Em seu novo livro, um manual de etiqueta, Gloria Kalil diz que:

1. Saber se vestir é bom, saber se comportar é melhor ainda.

2. Boa aparência é essencial? É, sem dúvida. Mas isso ainda não é garantia de graça ou estilo.

3. Vestir roupas e acessórios adequados pouco adianta quando se esquece o lema de Diana Vreeland (1906-1989), a lendária editora de moda das revistas americanas Harper's Bazaar e Vogue: "A única forma real de elegância que existe é a elegância da mente. Todo o resto deriva dela".

Na melhor tradição de Vreeland, a brasileira Gloria Kalil, autora de obras sobre aquela etérea mas vital forma de elegância que se revela menos pela escolha apurada do vestuário e muito mais pela escolha das atitudes.

Para ela o foco é ensinar, acima de tudo, boas maneiras nos tempos atuais.

"Passei anos convocando as pessoas a se preocupar com a aparência", diz ela. "Pois agora estou desconvocando. Parem um pouco de pensar em si mesmas e invistam mais na prática de uma convivência civilizada com as outras pessoas."

Gloria, bem-educadíssima desde criancinha, se diz impressionada com a ausência generalizada de boas maneiras.
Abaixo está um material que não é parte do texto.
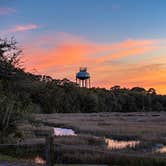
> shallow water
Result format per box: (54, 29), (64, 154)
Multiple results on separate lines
(105, 138), (140, 150)
(53, 127), (76, 136)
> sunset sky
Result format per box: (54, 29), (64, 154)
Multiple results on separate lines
(0, 0), (166, 94)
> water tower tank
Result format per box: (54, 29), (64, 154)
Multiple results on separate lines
(76, 67), (90, 88)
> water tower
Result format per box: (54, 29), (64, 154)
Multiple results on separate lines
(76, 67), (90, 88)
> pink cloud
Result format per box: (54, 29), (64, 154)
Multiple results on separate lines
(0, 7), (16, 15)
(8, 24), (38, 32)
(19, 33), (166, 93)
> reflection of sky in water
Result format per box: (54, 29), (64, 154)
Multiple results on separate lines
(156, 146), (166, 153)
(105, 138), (140, 149)
(53, 128), (76, 136)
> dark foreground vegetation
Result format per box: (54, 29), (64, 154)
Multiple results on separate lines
(0, 38), (166, 142)
(0, 39), (166, 166)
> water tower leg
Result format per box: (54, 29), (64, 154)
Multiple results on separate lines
(89, 78), (91, 88)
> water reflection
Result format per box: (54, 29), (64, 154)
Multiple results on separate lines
(53, 128), (76, 136)
(34, 156), (46, 164)
(105, 138), (140, 150)
(156, 146), (166, 153)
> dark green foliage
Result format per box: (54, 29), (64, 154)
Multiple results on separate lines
(0, 36), (166, 118)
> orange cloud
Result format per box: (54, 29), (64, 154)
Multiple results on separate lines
(23, 33), (166, 93)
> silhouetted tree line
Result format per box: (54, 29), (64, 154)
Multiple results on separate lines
(0, 39), (166, 118)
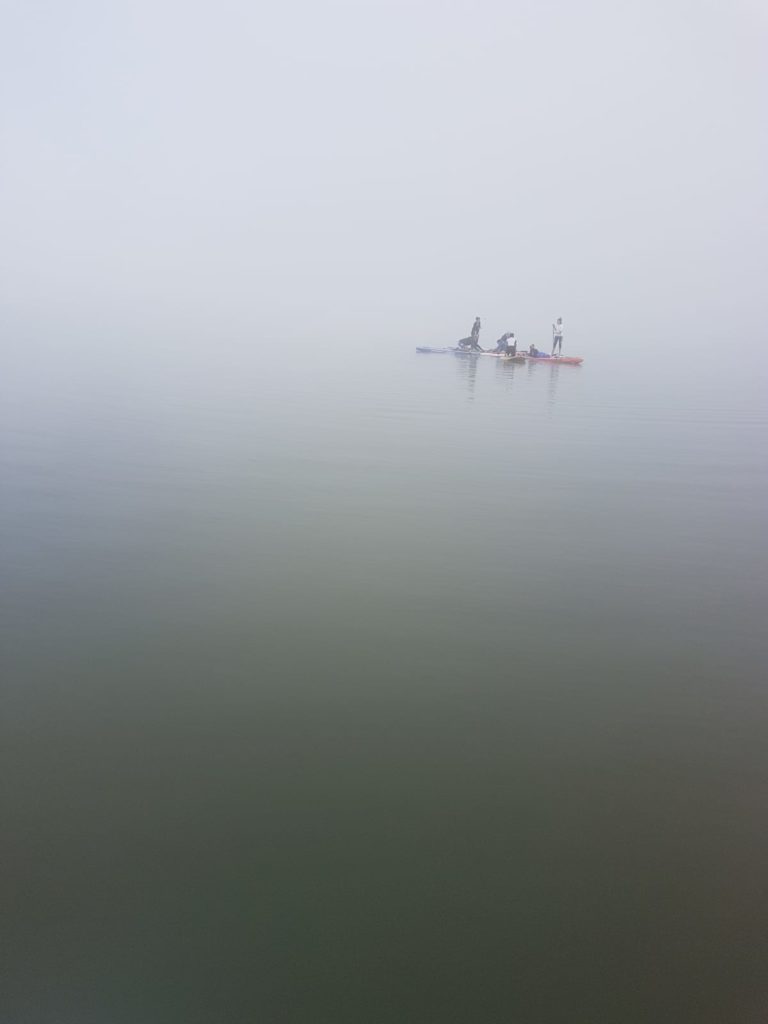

"Chega ao ponto de, muitas vezes, a pessoa nem saber que está sendo mal-educada", diz.

Coloca no topo da lista dos maus modos o "total descaso para com o outro", reflexo em parte da intensa concentração das pessoas nelas mesmas (e aí a moda tem sua parcela de culpa no cartório) e, em parte, do incessante surge-e-some de celebridades – personagens, como se sabe, mal-educados por excelência.

Contribui muito também para a atual falta de modos a raridade das ocasiões em que pai, mãe e filhos se sentam e conversam sobre seu dia.

"A família não se senta mais à mesa para almoçar ou jantar junta. E esse costumava ser o momento não só de praticar boas maneiras nas refeições como também de contar coisas, comentar acontecimentos, falar da vida alheia, enfim, ensinar e aprender", observa.

Despreparadas para o convívio social, as pessoas, mais cedo ou mais tarde, vão sentir falta de um bom e velho conjunto de regras – nem que seja para transgredi-las com conhecimento de causa, o que é plenamente permitido.

Uma vantagem da individualidade reinante é que, de fato, as pessoas não são mais obrigadas a fazer tudo igual às outras. Mas, se decidirem não fazer, têm de saber muito bem onde estão pisando.

"Se você foi com seu jeans rasgado a um jantar formal porque quis, faz sentido. Agora, se foi de jeans porque não sabia o que queria dizer 'traje social', vai se sentir mal e fora do tom", diz Gloria em seu livro.

Conhecer as regras se torna mais útil ainda quando se sabe que, para cada transgressor seguro de si, existe uma multidão que morre de medo de cometer uma gafe.

"Estamos sempre sendo avaliados – seja por nossa aparência, seja pelo modo como nos comportamos. Por isso, o conhecimento dos códigos pode facilitar muito a vida", avisa Gloria.

Por causa da necessidade de saber se portar socialmente, executivos, donos de empresa e profissionais liberais bem-sucedidos, mas perdidos num jantar formal, estão procurando cada vez mais os cursos de etiqueta disponíveis.

"Ainda temos mais mulheres do que homens, mas o número de homens sem dúvida cresceu", confirma Janir Jurado Fraga, professora de etiqueta do Senac São Paulo.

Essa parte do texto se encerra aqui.